I’ve seen many people on OurCompassion.com post pictures that they’ve received from their sponsored children who are holding gifts they’ve purchased with money sent by the sponsors. I just posted on the site on Friday that I wish I could receive pictures of my kids with gifts. They always thank me for them, but I don’t get to see pictures of them with what they bought.
On Saturday, I received a letter from Michelle, and on the back are these two pictures of her! (Trying to decide what else to wish for with results like that!) In the first she is holding a backpack that she received at the Compassion project because of my support. The backpack has Minnie Mouse on it.
Her birthday isn’t until June 13th, but she already received the money I sent for that and went shopping. She bought three pairs of shoes and the pink socks she is holding in the second picture. Notice the glitzy pink shoes. I love it. It warms my heart and makes me smile to see her with the shoes. With the money I sent for Christmas, she was given a pair of shoes, so now she has almost as many shoes as I do! (Okay, I’m SO not a typical girl where shoes are concerned.)
Michelle is definitely a GIRL’S girl.
It’s not that I think sponsoring is all about enabling the children to get material things, but just think of how good you feel when you wear something new—or drive something new. Now imagine (although we really can’t) living under the oppression of poverty, where many children have no shoes at all, and being able to have three new pairs of shoes (well, really four, counting Christmas).
Hope—that’s what those shoes represent to me.
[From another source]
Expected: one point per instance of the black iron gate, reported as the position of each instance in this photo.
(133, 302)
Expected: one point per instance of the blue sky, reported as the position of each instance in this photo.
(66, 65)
Michelle has hope that she can break the chains of poverty and one day not only buy her own shoes, but help others to do so.
I love the picture that she drew, although I’m wondering why the book is floating in the sky. LOL. I’m guessing that’s a Bible. I can tell that Michelle is a perfectionist because she erased and redrew so many things. I love the heart. That’s an awesome thing.
She will turn 6 next month, but she seems to include a lot of details for one so young, especially all the different colors. I can imagine her painstakingly picking up each crayon to make the picture just right.
I can’t stop thinking about the look on her face—not just the happiness, but the sense of accomplishment, that a little girl in poverty can be just a little girl … with pink shoes and pink socks and a pink backpack.